3.4 The word-alignment inside the alignment zones 
For each un-linked word in the starting zone the 
algorithm looks for a word in the ending zone/s of the 
same category (not meta-category). If such a mapping 
was not possible, the algorithm tries to link the source 
word to a target word of the same meta-category, thus 
resulting in a cross-POS alignment. The possible meta-
category mappings are specified by the user in an 
external mapping file. Any word in the source or target 
languages that is not assigned a link after the four 
processing steps described above is automatically 
assigned a null link. 
 
4 Post-processing  
As said in the second section, our tokenization was 
different from the tokenization in the training and test 
data. To comply with the evaluation protocol, we had to 
re-tokenize the aligned text and re-compute the indexes 
of the links. Re-tokenizing the text meant splitting 
compounds and contracted future forms and gluing 
together the previously split negative contracted forms 
(do+n’t=don’t). Although the re-tokenization was a 
post-processing phase, transparent for the task itself, it 
was a source of missing some links for the negative 
contracted forms. In our linking the English “n’t” was 
always linked to the Romanian negation and the English 
auxiliary/modal plus the main verb were linked to the 
Romanian translation equivalent found for the main 
verb. Some multi-word expressions recognized by the 
tokenizer as one token, such as dates (25 Ianuarie, 
2001), compound prepositions (de la, pina la), 
conjunctions (pentru ca, de cind, pina cind) or adverbs 
(de jur imprejur, in fata) as well as the hyphen 
separated nominal compounds (mass-media, prim-
ministru) were split, their positions were re-indexed and 
the initial one link of a split compound was replaced 
with the set obtained by adding one link for each 
constituent of the compound to the target English word. 

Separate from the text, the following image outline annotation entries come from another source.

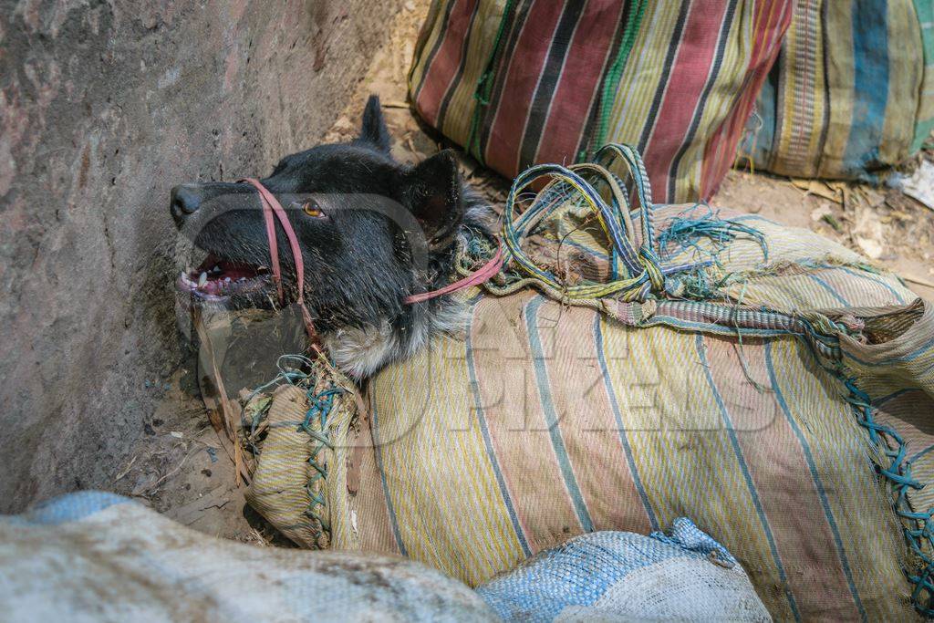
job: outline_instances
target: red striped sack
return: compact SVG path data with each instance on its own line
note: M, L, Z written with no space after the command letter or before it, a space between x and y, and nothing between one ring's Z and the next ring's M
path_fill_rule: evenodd
M637 146L657 200L709 197L733 163L792 0L436 0L417 113L515 177Z

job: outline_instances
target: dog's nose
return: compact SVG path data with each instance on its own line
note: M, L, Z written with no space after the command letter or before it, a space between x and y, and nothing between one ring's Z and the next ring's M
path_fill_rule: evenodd
M182 184L172 189L172 202L169 211L177 221L184 220L185 217L198 211L201 206L202 193L196 186Z

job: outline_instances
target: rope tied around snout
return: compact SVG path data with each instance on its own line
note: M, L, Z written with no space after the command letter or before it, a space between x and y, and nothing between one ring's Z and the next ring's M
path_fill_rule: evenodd
M253 177L244 177L240 181L253 186L260 193L260 203L262 205L262 219L266 224L266 238L269 240L269 257L271 268L273 269L273 281L276 283L276 290L278 292L279 304L285 304L285 290L282 287L282 267L279 264L279 248L276 238L276 219L278 219L279 225L282 227L282 231L289 240L292 260L295 262L295 287L298 290L298 306L302 310L302 321L304 323L304 330L308 333L311 348L320 351L321 340L315 330L315 322L312 320L311 312L308 311L308 307L304 304L304 258L302 255L302 248L299 247L295 230L292 228L291 223L289 222L289 217L286 215L282 205L260 180Z

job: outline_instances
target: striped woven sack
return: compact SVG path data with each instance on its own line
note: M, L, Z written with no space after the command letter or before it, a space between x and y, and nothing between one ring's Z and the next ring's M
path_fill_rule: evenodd
M331 545L476 586L576 534L688 517L777 619L931 615L934 307L810 231L654 205L630 148L597 162L520 176L465 333L316 429Z
M409 75L417 112L513 177L630 143L663 202L732 164L791 0L436 0Z
M875 181L934 130L934 3L797 0L757 113L755 166Z

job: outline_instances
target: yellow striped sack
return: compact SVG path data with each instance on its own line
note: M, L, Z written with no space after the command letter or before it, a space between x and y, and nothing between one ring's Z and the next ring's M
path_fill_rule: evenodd
M622 270L613 227L543 189L555 218L520 242L545 277L465 294L464 333L379 372L331 432L331 546L476 586L576 534L687 517L779 620L930 615L934 307L810 231L654 205L620 153L650 207L618 214L658 243L640 258L664 291L569 296Z

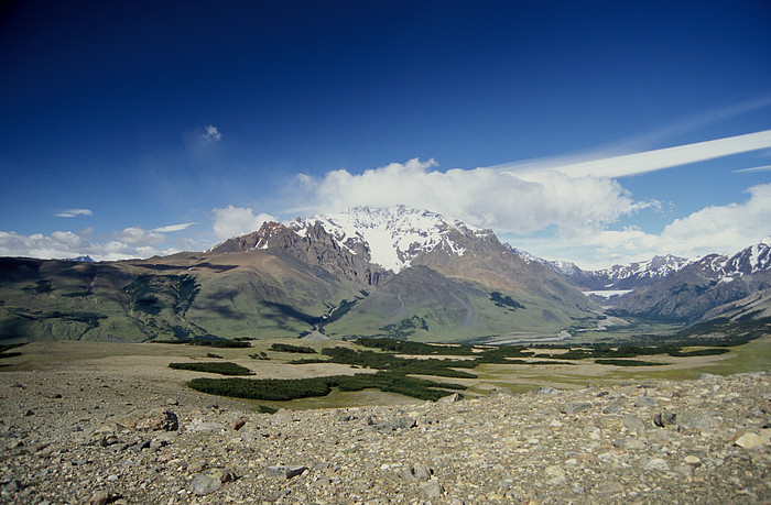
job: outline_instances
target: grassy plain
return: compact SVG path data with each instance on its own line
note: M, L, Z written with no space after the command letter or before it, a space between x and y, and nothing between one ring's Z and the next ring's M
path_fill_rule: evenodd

If the English word was also a compound the number of 
links generated for one aligned multiword expression 
was equal to the N*M, where N represented the number 
of words in the source compound and M the number of 
words in the target compound.   
5 Evaluation 
The results of the evaluation of TREQ-AL performance 
are shown in the Table 1. In our submission file the 
sentence no. 221 was left out by (our) mistake. We used 
the official evaluation program to re-evaluate our 
submission with the omitted sentence included and the 
precision improved with 0,09%, recall with 0,45%, F-
measure and AER with 0,33%.). The figures in the first 
and second columns of the Table 1 are those considered 
by the official evaluation. The last column contains the 
evaluation of the result that was our main target. Since 
TREQ-AL produces only “sure” links, AER (alignment 
error rate - see the Shared Task web-page for further 
details) reduces to 1 - F-measure. 
TREQ-AL uses no external bilingual-resources. A 
machine-readable bilingual dictionary would certainly 
improve the overall performance.  The present version 
of the system (which is far from being finalized) seems 
to work pretty well on the non-null assignments and this 
is not surprising, because these links are supposed to be 
relevant for a translation dictionary extraction system 
and this was the very reason we developed TREQ.  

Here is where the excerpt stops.